North America’s electricity generation and distribution network is a vital piece of infrastructure, and is rightly considered a major potential target for attack from terrorists, activists or corporate snoops.
Its cyber defences seem to be inadequate though, with regulation mainly self-imposed and minimally enforced. Policy in the area also appears to focus on reacting to emerging threats, rather than setting up proactive barriers against potential problems.
A major report on the subject has been produced by the offices of two US Congressmen, Ed Markey (D-Mass.) and Henry A. Waxman (D-Calif.).

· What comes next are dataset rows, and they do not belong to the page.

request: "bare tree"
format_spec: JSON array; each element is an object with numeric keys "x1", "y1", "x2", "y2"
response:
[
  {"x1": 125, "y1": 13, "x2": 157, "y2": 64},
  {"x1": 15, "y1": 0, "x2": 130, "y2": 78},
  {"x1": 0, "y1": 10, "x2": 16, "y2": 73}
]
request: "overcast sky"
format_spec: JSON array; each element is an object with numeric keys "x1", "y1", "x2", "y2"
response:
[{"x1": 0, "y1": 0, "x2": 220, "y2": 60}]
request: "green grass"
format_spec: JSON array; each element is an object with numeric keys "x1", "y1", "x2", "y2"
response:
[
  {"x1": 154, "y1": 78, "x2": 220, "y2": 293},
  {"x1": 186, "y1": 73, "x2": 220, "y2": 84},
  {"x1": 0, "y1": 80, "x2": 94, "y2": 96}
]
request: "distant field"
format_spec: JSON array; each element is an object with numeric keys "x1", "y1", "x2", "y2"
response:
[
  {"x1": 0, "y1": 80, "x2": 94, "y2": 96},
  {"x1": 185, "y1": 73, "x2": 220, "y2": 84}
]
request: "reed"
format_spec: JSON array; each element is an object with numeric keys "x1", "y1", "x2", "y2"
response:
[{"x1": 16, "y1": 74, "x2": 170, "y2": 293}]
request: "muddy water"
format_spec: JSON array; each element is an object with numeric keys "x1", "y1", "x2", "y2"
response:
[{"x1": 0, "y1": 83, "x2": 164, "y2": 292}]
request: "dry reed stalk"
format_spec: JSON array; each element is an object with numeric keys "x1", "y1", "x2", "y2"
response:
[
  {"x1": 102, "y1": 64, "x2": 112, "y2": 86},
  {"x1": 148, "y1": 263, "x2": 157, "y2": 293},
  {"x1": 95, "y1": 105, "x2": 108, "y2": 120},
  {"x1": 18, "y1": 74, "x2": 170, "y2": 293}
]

They found that most power companies were under heavy cyber attack, but that few had done more than the minimum to implement protective processes.
A run-down of the report’s major findings can be found at The Register – there are plenty of juicy, scary stats based on responses to a survey sent to over 150 organisations.
The main point the study’s authors are trying to make is that there are many rules in place for how networks and systems should be protected, some mandatory and some optional, and not everyone’s applying all the mandatory steps yet, let alone the optional ones.
The rules are laid out by a non-profit body called NERC, the North American Electric Reliability Corporation. This is a cross-industry group focussed on keeping America’s lights on, generating standards and best practices for electricity generation and infrastructure. They’re overseen by FERC, the Federal Energy Regulatory Commission.
To create a new rule for the power companies to follow, a NERC committee (of which there seem to be many) will draft a guideline, which must then be approved by the membership – which is the power companies. If approved, the guideline is then passed to FERC for further approval before becoming an enforceable standard.
Obviously, this is a slow process, with any rule which is thought likely to cause difficulties to the people it’s supposed to be imposed upon likely to be vetoed, by those very same people.
The complexities of the system, and the highly distributed nature of the US power infrastructure, make it hard to monitor and enforce compliance, even when guidelines do become rules.
NERC produce some epic documents – their full run-down of standards makes for an eye-watering 1800-page read.
The (relatively) juicy bit concerning cyber security is section CIP-007, about a quarter of the way down.
Just keeping up with the latest tweaks and additions must be a tough task, let alone trying to apply or enforce them.
Even if the standard creation process can be sped up and made more enforceable, as the report’s authors are urgently suggesting, there’s another problem here.
They need to be thinking much more proactively, predicting new attack vectors and implementing protection against new vulnerabilities before they are discovered, let alone put to use by the bad guys.
At least some people at NERC are thinking along the right lines, with another detailed report, released last year by their Cyber Attack Task Force, emphasising the importance of attack trees and other predictive approaches.
What seems to be needed here is a combination of the two vectors, with carefully considered generally defensive strategies combined with fast responses to new, unforeseen vulnerabilities. Sadly when government and big business intersect, pragmatism and speedy reactions are rarely in evidence.